Detection of minimally invasive surgical tools is very challenging compared to the task of target detection in natural scenes. Firstly, the number of label samples of the former data set is generally larger, and the number of label samples of the latter data set is relatively smaller; secondly, the complexity of the surgical environment and the movement of organs in the background can cause the target to be lost more easily; in addition, the appearance of the surgical tool, the surgical background, and the pose of the surgical tool lack consistency, and the data set may cause information loss due to illumination variation, specular reflection, tool shadows, motion blur, bleeding, or smoke occlusion in the surgical video, which all bring difficulties to algorithm and model training.

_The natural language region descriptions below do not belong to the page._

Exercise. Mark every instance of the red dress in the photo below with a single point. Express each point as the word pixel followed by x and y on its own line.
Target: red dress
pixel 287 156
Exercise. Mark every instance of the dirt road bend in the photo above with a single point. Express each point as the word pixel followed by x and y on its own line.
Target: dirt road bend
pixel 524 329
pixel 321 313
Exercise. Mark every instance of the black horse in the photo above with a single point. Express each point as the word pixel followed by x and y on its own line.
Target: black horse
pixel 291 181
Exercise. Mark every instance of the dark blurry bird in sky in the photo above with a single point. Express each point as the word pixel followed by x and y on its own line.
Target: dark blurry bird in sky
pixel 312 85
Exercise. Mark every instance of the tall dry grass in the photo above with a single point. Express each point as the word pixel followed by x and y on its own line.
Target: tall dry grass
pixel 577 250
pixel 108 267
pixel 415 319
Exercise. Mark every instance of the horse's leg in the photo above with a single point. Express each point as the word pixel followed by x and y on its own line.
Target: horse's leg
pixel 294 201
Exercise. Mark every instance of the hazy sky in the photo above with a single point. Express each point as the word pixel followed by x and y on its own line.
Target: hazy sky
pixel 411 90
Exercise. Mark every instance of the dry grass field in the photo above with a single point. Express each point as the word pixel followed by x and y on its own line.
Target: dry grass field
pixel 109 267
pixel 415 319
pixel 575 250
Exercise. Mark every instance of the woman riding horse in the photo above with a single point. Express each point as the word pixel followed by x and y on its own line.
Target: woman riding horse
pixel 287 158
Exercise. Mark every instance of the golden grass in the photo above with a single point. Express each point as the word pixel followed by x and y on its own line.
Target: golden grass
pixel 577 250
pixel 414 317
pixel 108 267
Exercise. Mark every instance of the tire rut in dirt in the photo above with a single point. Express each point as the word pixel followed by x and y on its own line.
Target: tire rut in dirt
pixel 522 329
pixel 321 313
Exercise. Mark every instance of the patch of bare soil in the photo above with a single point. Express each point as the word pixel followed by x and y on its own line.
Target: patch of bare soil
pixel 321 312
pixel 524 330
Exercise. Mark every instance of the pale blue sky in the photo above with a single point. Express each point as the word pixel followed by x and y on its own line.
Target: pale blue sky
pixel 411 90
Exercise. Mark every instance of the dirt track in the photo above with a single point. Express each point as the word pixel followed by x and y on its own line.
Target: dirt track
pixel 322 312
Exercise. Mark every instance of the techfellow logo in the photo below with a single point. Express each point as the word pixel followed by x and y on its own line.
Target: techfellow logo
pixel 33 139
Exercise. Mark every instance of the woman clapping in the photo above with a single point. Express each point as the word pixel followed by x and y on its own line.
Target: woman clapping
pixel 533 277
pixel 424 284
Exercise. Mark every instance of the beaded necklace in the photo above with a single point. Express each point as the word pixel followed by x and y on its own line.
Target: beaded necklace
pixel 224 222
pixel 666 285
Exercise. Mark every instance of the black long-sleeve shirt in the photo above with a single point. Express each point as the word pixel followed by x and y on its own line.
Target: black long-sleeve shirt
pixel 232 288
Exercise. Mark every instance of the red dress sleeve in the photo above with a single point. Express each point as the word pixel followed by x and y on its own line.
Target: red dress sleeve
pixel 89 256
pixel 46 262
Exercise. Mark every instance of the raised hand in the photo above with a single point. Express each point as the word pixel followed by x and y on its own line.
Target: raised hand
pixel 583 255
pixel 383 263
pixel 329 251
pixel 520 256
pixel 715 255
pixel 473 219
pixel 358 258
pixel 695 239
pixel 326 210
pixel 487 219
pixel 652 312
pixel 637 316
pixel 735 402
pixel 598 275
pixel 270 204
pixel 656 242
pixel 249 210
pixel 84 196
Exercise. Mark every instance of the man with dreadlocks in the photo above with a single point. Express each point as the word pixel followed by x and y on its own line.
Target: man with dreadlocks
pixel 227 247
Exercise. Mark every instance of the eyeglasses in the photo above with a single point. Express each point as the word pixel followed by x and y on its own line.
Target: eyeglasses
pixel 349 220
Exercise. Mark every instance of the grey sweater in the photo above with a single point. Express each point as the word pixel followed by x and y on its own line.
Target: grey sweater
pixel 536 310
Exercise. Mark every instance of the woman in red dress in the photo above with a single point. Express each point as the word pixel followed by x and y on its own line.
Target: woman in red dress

Therefore, the inventor finds that the method adopted by the current surgical tool detection is difficult to achieve the real-time effect, and the detection precision is easily influenced by the interference factors.
Disclosure of Invention
In order to solve at least one technical problem in the background art, the invention provides a method and a system for detecting a minimally invasive surgical tool in real time based on attention guidance.
In order to achieve the purpose, the invention adopts the following technical scheme:
the invention provides a real-time minimally invasive surgical tool detection method based on attention guidance.
A real-time minimally invasive surgical tool detection method based on attention guidance comprises the following steps:
obtaining a minimally invasive surgery video and processing the minimally invasive surgery video frame by frame to obtain a surgery image;
inputting the operation images into a convolutional neural network framework based on attention guidance frame by frame, and outputting an accurate operation tool boundary box;
wherein the attention-directed-based convolutional neural network framework comprises a coarse detection module and a fine detection module which are cascaded; the rough detection module is used for performing rough positioning parameter regression on the operation image to obtain a fine anchor point and determining whether the fine anchor point is an operation tool or a background; the fine detection module is used for obtaining an accurate surgical tool bounding box based on the attention mechanism and the predicted fine anchor point category.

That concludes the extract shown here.